Therapeutic drug monitoring (TDM) of atypical antipsychotics is common, but published methods often specify relatively complex sample preparation and analysis procedures. The aim of this work was to develop and validate a simple liquid chromatography-tandem mass spectrometry (LC-MS/MS) method for the analysis of amisulpride, aripiprazole and dehydroaripiprazole, clozapine and norclozapine, olanzapine, quetiapine, risperidone and 9-hydroxyrisperidone, and sulpiride in small (200 µL) volumes of plasma or serum for TDM purposes. The applicability of the method as developed to haemolysed whole blood and to oral fluid was also investigated. Analytes and internal standards were extracted into butyl acetate:butanol (9+1, v/v) and a portion of the extract analysed by LC-MS/MS (100 mm × 2.1 mm i.d. Waters Spherisorb S5SCX; eluent: 50 mmol/L methanolic ammonium acetate, pH* 6.0; flow-rate 0.5 mL/min; positive ion APCI-SRM, two transitions per analyte). Assay calibration (human plasma, oral fluid, and haemolysed whole blood calibration solutions) was performed by plotting the ratio of the peak area of the analyte to that of the appropriate internal standard. Assay validation was as per FDA guidelines. Assay calibration was linear across the concentration ranges studied. Inter- and intra-assay precision and accuracy were within 10% for all analytes in human plasma. Similar results were obtained for oral fluid and haemolysed whole blood, except that aripiprazole and dehydroaripiprazole were within 15% accuracy at low concentration (15 µg/L) in oral fluid, and olanzapine inter-assay precision could not be assessed in these matrices due to day-by-day degradation of this analyte. Recoveries varied between 16% (sulpiride) and 107% (clozapine), and were reproducible as well as comparable between human plasma, human serum, calf serum and haemolysed whole blood. For oral fluid, recoveries were reproducible, but differed slightly from those in plasma suggesting the need for calibration solutions to be prepared in this medium if oral fluid is to be analysed. LLOQs were 1-5 µg/L depending on the analyte. Neither ion suppression/enhancement, nor interference from some known metabolites of the antipsychotics studied has been encountered. The method has also been applied to the analysis of blood samples collected post-mortem after dilution (1+1, 1+3; v/v) in analyte-free calf serum.

Stability of some atypical antipsychotics in human plasma, haemolysed whole blood, oral fluid, human serum and calf serum.

Long-term stability data of atypical antipsychotics in different matrices are not widely available. The aim of this work was to assess the stability of amisulpride, aripiprazole and dehydroaripiprazole, clozapine and norclozapine, olanzapine, quetiapine, risperidone and 9-hydroxyrisperidone, and sulpiride in human EDTA plasma, heparinised haemolysed human whole blood, oral fluid, human serum, and newborn calf serum stored in tightly capped plastic containers under a range of conditions.

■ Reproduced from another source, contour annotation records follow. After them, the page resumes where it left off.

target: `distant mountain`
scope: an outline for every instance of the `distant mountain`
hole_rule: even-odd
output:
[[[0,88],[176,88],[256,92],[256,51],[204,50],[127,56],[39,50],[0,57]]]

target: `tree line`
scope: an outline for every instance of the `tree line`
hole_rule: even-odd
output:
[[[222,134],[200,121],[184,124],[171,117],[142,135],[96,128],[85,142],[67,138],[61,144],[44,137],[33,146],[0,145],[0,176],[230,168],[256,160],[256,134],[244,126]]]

Measurements were performed by LC-MS/MS. Analyte instability was defined as a deviation of 15% or greater from the expected concentration. All analytes were stable following 3 freeze-thaw cycles in human plasma, and were stable in this matrix for at least 5 days at ambient temperature (olanzapine, 3 days); 4 weeks at 2-8°C (olanzapine, 2 weeks), and 2 years at -20°C (except for dehydroaripiprazole, olanzapine, and quetiapine, 1 year). In human serum, aripiprazole, dehydroaripiprazole, norclozapine, olanzapine, quetiapine, risperidone, 9-hydroxyrisperidone, and sulpiride were unstable after 5 days at ambient temperature, 3 weeks at 2-8°C, and 9 months at -20°C. Olanzapine was unstable in whole blood and oral fluid under most conditions studied, although prior addition of ascorbic acid had a moderate stabilising effect. All other analytes were stable in whole blood and oral fluid for at least 2 days at ambient temperature, 1 week at 2-8°C, and 2 months at -20°C (clozapine and norclozapine, 1 month whole blood). These results confirm that plasma (EDTA anticoagulant) is the sample of choice for TDM of atypical antipsychotics. Delayed (more than 1 week) analysis of patient samples should be undertaken with caution, especially with serum and with haemolysed whole blood. With olanzapine, only plasma collected and stored appropriately is likely to give reliable quantitative results.